At the same time, the fact that he is not a native English speaker and general archeological style come into play. For example:
"the painter must have watched a Persian gazelle in Persia, since he painted it so naturalistically (contra Brecoulaki Citation2006). So the painter of Tomb II has to be Philoxenus of Eretria" sounds like a massive leap, and it is. He continues:
"... Tomb I (Tomb of Persephone) must have been painted hastily by Nicomachus of Thebes (Andronikos Citation1984; Borza Citation1987; Brecoulaki et al. Citation2023, 100), who was a very fast painter (Saatsoglou-Paliadeli Citation2011, 286) and was famous for painting the Rape of Persephone (Pliny, N. H. 35.108–109), perhaps that of Tomb I."
Another huge leap, both 'presented as conclusions'. However he then continues to indicate these are just hypotheses: "These hypotheses are consistent with the dates of the tombs..."
So his English language use of presenting things factually does not indicate certainty in the way the words would be used in everyday speech. He seems to perhaps misunderstand the force of the terms, but also appears to be working within the context of the conversation with other archeologists I mentioned to start: They all know every affirmation is as "probably", rarely anything more. So it is relatively common shorthand of the craft in that sense.
I believe you are overthinking his responses to other authors, although I understand the culture shock. It is an ongoing conversation and archeologists tend to be blunt in their assessments. Add Greek bluntness on top of this, and it does not seem to matter to the material.

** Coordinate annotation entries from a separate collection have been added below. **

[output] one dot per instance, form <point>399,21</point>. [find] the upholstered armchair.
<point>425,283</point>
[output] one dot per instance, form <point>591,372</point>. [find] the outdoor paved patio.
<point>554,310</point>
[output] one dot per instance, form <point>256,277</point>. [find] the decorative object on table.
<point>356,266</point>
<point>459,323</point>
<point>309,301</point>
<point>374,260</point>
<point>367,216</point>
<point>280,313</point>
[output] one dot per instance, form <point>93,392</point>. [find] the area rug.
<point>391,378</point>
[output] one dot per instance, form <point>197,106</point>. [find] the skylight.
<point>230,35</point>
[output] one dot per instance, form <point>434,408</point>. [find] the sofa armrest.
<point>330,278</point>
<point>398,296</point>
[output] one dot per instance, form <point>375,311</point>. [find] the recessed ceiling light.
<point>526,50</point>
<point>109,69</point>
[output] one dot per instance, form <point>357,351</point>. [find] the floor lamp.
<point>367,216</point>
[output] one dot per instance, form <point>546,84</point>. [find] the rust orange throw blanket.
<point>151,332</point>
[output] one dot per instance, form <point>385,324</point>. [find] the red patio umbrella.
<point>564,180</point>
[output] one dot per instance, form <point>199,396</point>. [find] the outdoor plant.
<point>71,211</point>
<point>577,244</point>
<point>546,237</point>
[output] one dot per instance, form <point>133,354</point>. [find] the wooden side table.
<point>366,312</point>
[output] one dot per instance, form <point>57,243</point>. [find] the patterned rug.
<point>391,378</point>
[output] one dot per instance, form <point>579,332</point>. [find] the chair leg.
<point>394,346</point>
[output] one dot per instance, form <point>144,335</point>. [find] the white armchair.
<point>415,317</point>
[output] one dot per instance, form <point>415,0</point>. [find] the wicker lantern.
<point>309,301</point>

As to your last question, is this legitimate research? The answer overall appears to be yes, although I could see several points (such as the identification of artists I quoted above, and various items I noticed), which I would never have put into ink the way he did. Still, most of his arguments are compelling. It is a shame that the aggressiveness of a few affirmations detract from the overall value of his work. Archeology is not code nor is it physics. It does not pursue universal truths that are more easy to verify through repeated experiments, but unique historical ones which necessarily attempt to interweave physical details and ancient historical records. Each field has its own level of certainty, and the fact that we cannot establish these details with the same certainty as we can establish the chemical formula for water does not make them useless, or pure inventions. Far from it.